CI system for PR builds

[Ryan Schmidt]

On Mar 15, 2018, at 07:00, db wrote:
> On 15 Mar 2018, at 05:13, Ryan Schmidt wrote:
>> Because PRs come from untrusted sources, we have to assume their contents are tainted. So after any PR is finished building, the VM is tainted and we have to throw it away and make a new one from our template for the next PR build.
> 
>> On Mar 14, 2018, at 07:25, db wrote:
>>> Otherwise, you could make the machines sync to the packages public server for the distributable, and to a private server for the non-distributable binaries.
>> I can't find an interpretation of that sentence that helps to solve the prepopulation problem.
> 
> I didn't know how you handled the templating.

We have nothing set up for this yet, so currently we don't handle it at all. I was merely mentioning some of the issues that have occurred to me since I've been thinking about this problem.

> Couldn't you just prepopulate the cloned VM, take a snapshot, build the PR, restore the snapshot, eventually, delete the snapshot, update outdated, then retake it?

I don't know. I had not considered snapshots as part of the solution.

If we use snapshots, we may not need to use templates. We just take a snapshot of a clean fully set-up VM and start the build from there.

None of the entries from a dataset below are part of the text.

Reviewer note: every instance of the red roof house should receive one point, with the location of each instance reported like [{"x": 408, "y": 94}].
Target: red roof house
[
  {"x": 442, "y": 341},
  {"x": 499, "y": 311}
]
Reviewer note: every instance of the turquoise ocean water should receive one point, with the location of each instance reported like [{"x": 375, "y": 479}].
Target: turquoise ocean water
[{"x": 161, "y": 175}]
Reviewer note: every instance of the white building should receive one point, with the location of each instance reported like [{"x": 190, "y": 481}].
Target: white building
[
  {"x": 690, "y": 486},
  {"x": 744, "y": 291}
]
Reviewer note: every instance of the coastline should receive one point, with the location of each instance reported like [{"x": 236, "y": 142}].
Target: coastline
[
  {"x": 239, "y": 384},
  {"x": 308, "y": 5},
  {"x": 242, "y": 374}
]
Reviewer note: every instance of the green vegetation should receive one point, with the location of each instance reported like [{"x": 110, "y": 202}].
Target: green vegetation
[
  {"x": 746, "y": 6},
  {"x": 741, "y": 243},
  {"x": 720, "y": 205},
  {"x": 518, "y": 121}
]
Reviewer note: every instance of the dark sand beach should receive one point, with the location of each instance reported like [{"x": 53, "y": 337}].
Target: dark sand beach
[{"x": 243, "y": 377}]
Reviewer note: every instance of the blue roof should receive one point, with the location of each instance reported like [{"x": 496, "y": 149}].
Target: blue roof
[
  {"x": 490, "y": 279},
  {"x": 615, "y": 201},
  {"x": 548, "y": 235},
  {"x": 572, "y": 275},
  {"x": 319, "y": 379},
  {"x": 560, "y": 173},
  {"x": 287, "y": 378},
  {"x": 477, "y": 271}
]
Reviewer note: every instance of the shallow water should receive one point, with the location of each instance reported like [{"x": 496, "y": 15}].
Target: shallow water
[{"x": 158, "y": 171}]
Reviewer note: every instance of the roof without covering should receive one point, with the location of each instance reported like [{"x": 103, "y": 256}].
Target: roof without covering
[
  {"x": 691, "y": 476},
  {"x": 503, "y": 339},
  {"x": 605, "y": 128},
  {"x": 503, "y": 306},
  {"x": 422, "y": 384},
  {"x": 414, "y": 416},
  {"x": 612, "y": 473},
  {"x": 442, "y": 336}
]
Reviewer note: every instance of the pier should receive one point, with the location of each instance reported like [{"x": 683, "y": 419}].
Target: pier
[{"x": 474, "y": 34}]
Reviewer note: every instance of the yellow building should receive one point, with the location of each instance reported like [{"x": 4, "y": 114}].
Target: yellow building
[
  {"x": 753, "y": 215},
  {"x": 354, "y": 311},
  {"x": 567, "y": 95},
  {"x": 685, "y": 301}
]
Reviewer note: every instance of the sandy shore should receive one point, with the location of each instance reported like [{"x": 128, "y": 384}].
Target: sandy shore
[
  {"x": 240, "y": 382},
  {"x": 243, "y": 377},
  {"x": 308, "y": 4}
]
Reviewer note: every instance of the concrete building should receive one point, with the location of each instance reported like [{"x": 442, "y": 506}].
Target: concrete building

Then restore to that snapshot after the build.

If you're suggesting that periodically updating that VM should be automated, there's a lot to think about. If there is to be an automated (e.g. daily) task that deletes the snapshot, updates outdated ports, and makes a new snapshot, that would have to happen while no PR builds are building. If we made this daily update a buildbot task, it can probably arrange for that. We would also have to either automate or allow for the possibility of manually updating the OS, Xcode, Java.